Custom structs and enums can also be Copy if and only if all their fields are Copy and they do not implement the Drop trait. The easiest way to opt in is with a derive macro:
#[derive(Copy, Clone, Debug)]
struct Point {
x: f64,
y: f64,
}
fn main() {
let p1 = Point { x: 1.0, y: 2.0 };
let p2 = p1; // `Point` is Copy, so `p1` stays usable
println!("{:?}", p1);
println!("{:?}", p2);
}
All fields (f64) are Copy, there is no Drop, and Clone is required as well because Copy is a subtrait of Clone. If the struct contained a String, the derive would fail with a message like the trait Copy may not be implemented for this type.
The Clone Trait: Explicit Copying
For non‑Copy types, duplication is still possible — but it must be explicitly requested through the Clone trait. While Copy silently duplicates bits, Clone is a general‑purpose mechanism that may allocate new memory, perform deep copies, or run custom logic.
let original = String::from("Rust");
let duplicate = original.clone(); // explicit deep copy
println!("original: {original}");
println!("duplicate: {duplicate}");
The call to .clone() allocates a new heap buffer, copies the string bytes into it, and returns a fresh String that independently owns the new memory. Both original and duplicate are valid.
Clone and Copy relate but are not interchangeable:
CopyrequiresClone(everyCopytype must implementClone).Clonedoes not implyCopy.StringisClonebut notCopy.- You can implement
Clonefor any type that knows how to duplicate itself.Copyis restricted to types where a bitwise copy is correct.
Drop and Copy cannot coexist:
If a type has custom cleanup logic in a Drop implementation, it cannot be Copy. The reasoning: if a value is bitwise copied and both copies go out of scope, Rust would call drop on both — causing a double‑free or resource mismanagement. The compiler rejects any type that implements both Drop and Copy.
This restriction is one of the most effective guards in the language.
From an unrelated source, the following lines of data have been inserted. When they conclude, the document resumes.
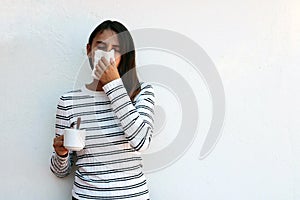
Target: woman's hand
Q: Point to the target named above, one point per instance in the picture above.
(58, 144)
(106, 71)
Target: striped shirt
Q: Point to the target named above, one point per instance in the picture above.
(118, 130)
It prevents you from accidentally marking a resource‑owning type as Copy.
Deriving Clone Without Copy
When a struct contains a non‑Copy field like String, you can still derive Clone to get an explicit deep‑copy method, but you cannot derive Copy:
#[derive(Clone, Debug)]
struct Label {
name: String,
id: u32,
}
fn main() {
let l1 = Label {
name: String::from("anchor"),
id: 10,
};
let l2 = l1.clone(); // l1 is still usable, but only because of Clone
println!("{:?} / {:?}", l1, l2);
}
Common Mistakes with Copy and Move
Assuming a type is Copy based on its size.
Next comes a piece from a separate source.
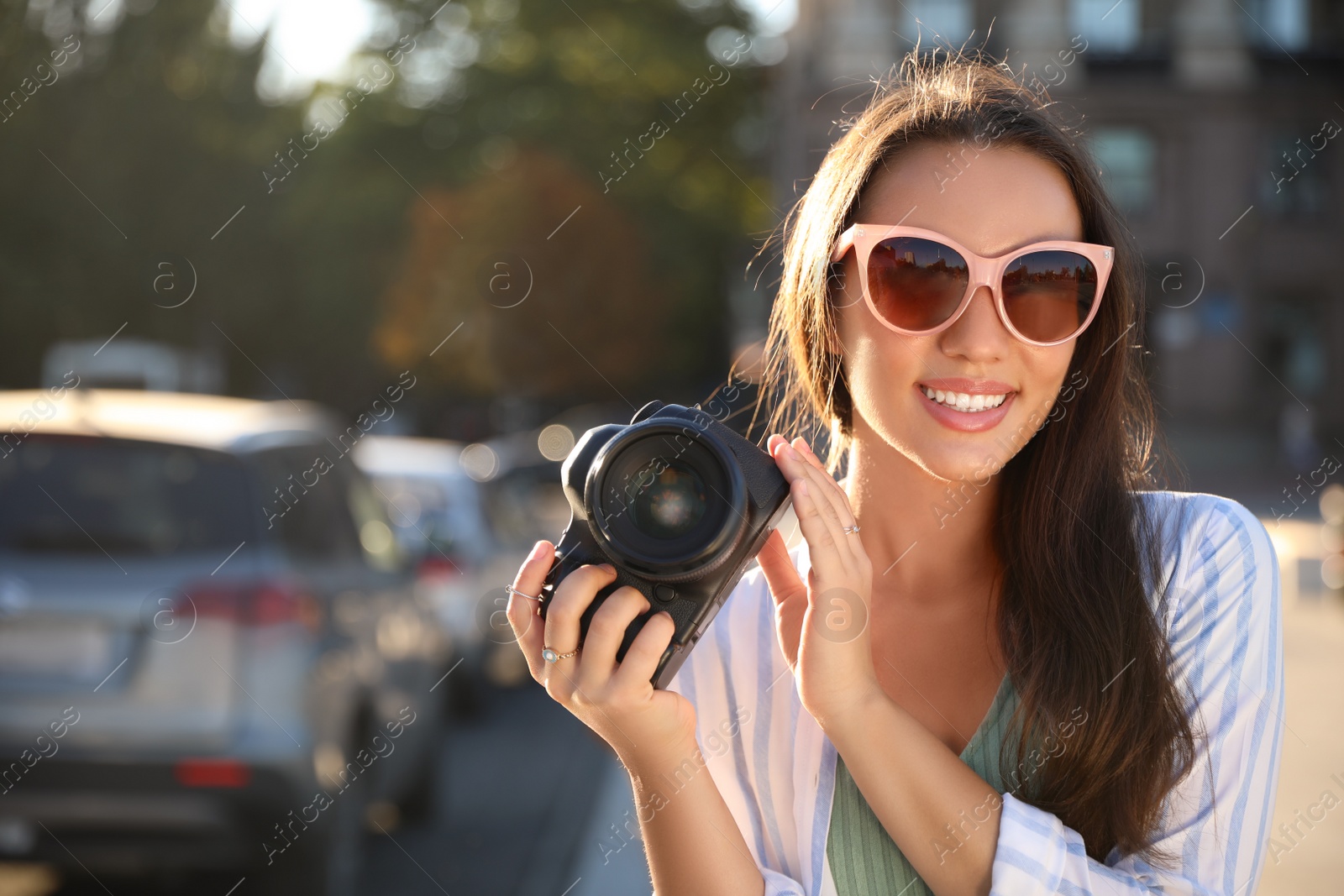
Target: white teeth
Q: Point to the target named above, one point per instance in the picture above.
(964, 402)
String is three words on the stack but is not Copy because it manages heap memory. The trait is about resource ownership, not size.
Forgetting that &mut T is not Copy.
let r1 = &mut x; let r2 = r1; moves the mutable reference. r1 becomes invalid, and you cannot use it again. This prevents you from accidentally creating two mutable borrows.
Implementing Copy for a type with a manual Drop.
The compiler will stop you with a clear error: the trait Copy may not be implemented for this type. This is not a bug — it’s a safety guarantee.
Expecting Clone to be automatic.
Even if you think a type could be trivially copied, Rust will never insert a .clone() call for you. The visible .clone() is a deliberate signal that a potentially expensive operation is happening.
Summary
Copy types are the language’s acknowledgment that not all data needs the full ownership machinery. They let simple stack‑only values be duplicated implicitly, keeping numeric and trivial code concise and predictable, while types that own resources continue to uphold Rust’s memory safety through move semantics.
The distinction between Copy and Clone is crucial: Copy is a marker that says “a bitwise copy is always correct,” while Clone is a method that performs any necessary deep‑copy work on demand. Together they give you fine‑grained control over duplication: automatic where safe, explicit where meaningful.